Programming Assignment 1

CSC 323 - Data Analysis and Statistical Software

Due: 10/3/2001

A local financial institution is interested in investigating the cost of maintaining a large portfolio of legacy C++ programs. The CIO is prepared to fund a project to replace these programs if the maintenance cost is too high. However, this cost information is not readily available.

A local consulting firm has been brought in to investigate this issue and have seven days to submit a report to management. Given the time constraint, they decide to examine the project management records of a simple random sample of programs selected from the portfolio. The idea is to determine the maintenance effort per line of code, in hours, over the past year, for each program in the sample and to use this information to make inferences about the portfolio. The following details are available for each program in the sample:

You have been asked to help with the analysis of this data.

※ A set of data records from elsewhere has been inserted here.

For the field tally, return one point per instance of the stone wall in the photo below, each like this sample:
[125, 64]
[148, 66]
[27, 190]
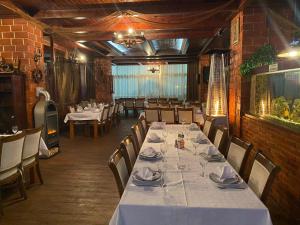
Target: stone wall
[20, 39]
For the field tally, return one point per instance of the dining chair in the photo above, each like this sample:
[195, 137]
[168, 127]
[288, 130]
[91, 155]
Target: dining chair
[129, 152]
[237, 154]
[110, 115]
[11, 149]
[30, 156]
[185, 115]
[152, 115]
[209, 128]
[220, 139]
[262, 175]
[129, 105]
[103, 121]
[152, 104]
[168, 115]
[137, 136]
[143, 123]
[117, 165]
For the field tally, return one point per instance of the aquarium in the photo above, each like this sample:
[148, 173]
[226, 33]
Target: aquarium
[275, 96]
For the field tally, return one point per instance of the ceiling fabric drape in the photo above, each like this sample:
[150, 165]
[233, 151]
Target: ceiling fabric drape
[137, 81]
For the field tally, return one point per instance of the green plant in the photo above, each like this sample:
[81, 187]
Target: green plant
[278, 106]
[263, 56]
[296, 110]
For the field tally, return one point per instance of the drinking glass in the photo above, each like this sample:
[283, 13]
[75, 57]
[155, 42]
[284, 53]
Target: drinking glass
[14, 129]
[164, 149]
[203, 163]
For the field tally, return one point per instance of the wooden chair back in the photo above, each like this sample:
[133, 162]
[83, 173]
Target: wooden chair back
[11, 149]
[128, 151]
[220, 139]
[137, 136]
[31, 143]
[117, 165]
[262, 175]
[168, 115]
[185, 115]
[208, 128]
[237, 154]
[152, 115]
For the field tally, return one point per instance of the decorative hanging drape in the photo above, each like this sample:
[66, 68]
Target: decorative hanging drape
[216, 97]
[137, 81]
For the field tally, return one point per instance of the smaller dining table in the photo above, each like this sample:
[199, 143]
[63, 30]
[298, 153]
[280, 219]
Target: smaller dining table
[188, 195]
[84, 116]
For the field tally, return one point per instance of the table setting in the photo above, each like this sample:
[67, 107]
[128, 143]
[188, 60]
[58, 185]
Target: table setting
[190, 185]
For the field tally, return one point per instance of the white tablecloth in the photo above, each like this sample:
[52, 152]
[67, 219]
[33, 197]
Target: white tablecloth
[196, 201]
[85, 115]
[198, 117]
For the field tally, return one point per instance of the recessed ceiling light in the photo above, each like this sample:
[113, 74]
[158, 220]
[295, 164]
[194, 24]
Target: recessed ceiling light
[79, 18]
[80, 32]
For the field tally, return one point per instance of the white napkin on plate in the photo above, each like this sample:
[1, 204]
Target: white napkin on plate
[153, 137]
[158, 125]
[211, 150]
[193, 126]
[79, 108]
[225, 173]
[146, 174]
[149, 152]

The requirements for your analysis are detailed below:

  1. Write a SAS program to analyze these data. In particular your program should analyze effort per line of code. (50%)
    Your program should accomplish the following:
    1. Access your data from an external file.
    2. Compute effort per line of code (if necessary, see "DATA step statements", point 6, SAS Review).
    3. Execute the PRINT and MEANS procedures with appropriate options.
    4. For PROC PRINT, be sure to use labels for column headings (e.g. Program Size, Effort, Module Name, Effort per Line of Code). Use names that are meaningful. You should generate an appropriate title for your output.
    Note: If necessary, see the SAS program used for the in-class SAS demonstration.

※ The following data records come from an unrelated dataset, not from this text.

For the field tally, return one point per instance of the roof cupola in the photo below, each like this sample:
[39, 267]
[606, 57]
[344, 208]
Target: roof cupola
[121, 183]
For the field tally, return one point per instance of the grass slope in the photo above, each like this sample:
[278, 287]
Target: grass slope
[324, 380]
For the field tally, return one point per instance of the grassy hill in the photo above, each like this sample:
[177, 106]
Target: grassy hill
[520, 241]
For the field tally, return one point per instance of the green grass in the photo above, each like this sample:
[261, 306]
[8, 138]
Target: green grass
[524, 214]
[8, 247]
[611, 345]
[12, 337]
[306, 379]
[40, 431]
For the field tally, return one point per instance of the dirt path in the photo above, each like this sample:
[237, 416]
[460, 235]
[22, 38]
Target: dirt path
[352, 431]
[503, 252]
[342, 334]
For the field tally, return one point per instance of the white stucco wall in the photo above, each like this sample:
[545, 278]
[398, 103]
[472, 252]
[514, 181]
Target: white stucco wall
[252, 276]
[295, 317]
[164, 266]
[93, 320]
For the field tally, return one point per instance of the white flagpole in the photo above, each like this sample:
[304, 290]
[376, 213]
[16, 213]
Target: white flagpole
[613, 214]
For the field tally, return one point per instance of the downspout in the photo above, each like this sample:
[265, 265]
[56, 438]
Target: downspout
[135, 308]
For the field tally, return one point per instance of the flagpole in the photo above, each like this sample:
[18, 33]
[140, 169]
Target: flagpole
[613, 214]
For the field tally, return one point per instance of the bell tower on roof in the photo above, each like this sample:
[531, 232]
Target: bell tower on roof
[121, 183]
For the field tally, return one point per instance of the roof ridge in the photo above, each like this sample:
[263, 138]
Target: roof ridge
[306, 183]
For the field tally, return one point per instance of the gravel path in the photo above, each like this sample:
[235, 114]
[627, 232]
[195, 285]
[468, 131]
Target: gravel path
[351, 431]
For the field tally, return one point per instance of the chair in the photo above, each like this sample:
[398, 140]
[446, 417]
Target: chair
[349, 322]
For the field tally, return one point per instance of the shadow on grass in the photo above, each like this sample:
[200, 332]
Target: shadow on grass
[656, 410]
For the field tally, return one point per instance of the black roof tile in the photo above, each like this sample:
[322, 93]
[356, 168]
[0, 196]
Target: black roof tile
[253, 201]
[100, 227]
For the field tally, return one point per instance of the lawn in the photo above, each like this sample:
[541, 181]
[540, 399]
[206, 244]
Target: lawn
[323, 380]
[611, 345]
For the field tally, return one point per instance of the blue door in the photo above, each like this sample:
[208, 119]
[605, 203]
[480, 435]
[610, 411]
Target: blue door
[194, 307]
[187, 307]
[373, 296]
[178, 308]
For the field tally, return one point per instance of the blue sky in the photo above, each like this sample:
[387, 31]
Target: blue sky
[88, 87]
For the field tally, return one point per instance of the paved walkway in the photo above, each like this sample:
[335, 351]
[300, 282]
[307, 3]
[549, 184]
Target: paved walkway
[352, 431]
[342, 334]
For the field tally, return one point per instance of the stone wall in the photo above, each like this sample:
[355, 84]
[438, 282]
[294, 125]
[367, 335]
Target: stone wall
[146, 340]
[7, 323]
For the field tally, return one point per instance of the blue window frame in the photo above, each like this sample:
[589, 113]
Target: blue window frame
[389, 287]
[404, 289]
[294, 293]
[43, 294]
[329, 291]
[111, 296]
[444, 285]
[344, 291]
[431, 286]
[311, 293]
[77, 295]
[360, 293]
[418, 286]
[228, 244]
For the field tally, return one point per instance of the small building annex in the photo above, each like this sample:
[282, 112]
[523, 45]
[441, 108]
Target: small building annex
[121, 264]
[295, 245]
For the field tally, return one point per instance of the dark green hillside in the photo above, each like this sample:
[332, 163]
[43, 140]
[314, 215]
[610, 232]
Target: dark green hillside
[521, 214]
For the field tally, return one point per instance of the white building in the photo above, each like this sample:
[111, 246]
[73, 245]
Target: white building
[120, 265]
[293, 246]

  2. Write a short report (no more than a couple of paragraphs) discussing your findings. (50%)
    Your report should address the following:
    1. Provide an estimate of the population mean (3 places of decimal). That is, the mean effort per line of code to maintain the portfolio.
    2. Provide an estimate of the population standard deviation (3 places of decimal). That is the standard deviation of effort per line of code for the portfolio.
    3. The CIO has asked you to address the following in your report:
      • Program nlnreg is considered to be problematic by several staff members. That is, they contend that it requires more maintenance than the average program in the portfolio. Program nlnreg is 900 LOC and has required 279 hours of maintenance effort. Determine its percentile rank with respect to effort per line of code.
      • Determine the effort per line of code that distinguishes the most expensive programs from others in the portfolio. Assume that most expensive refers to the top 15% of the portfolio with respect to effort per line of code.
      Note: Assume that effort per line of code is normally distributed and use your estimates of the relevant population parameters to address these questions.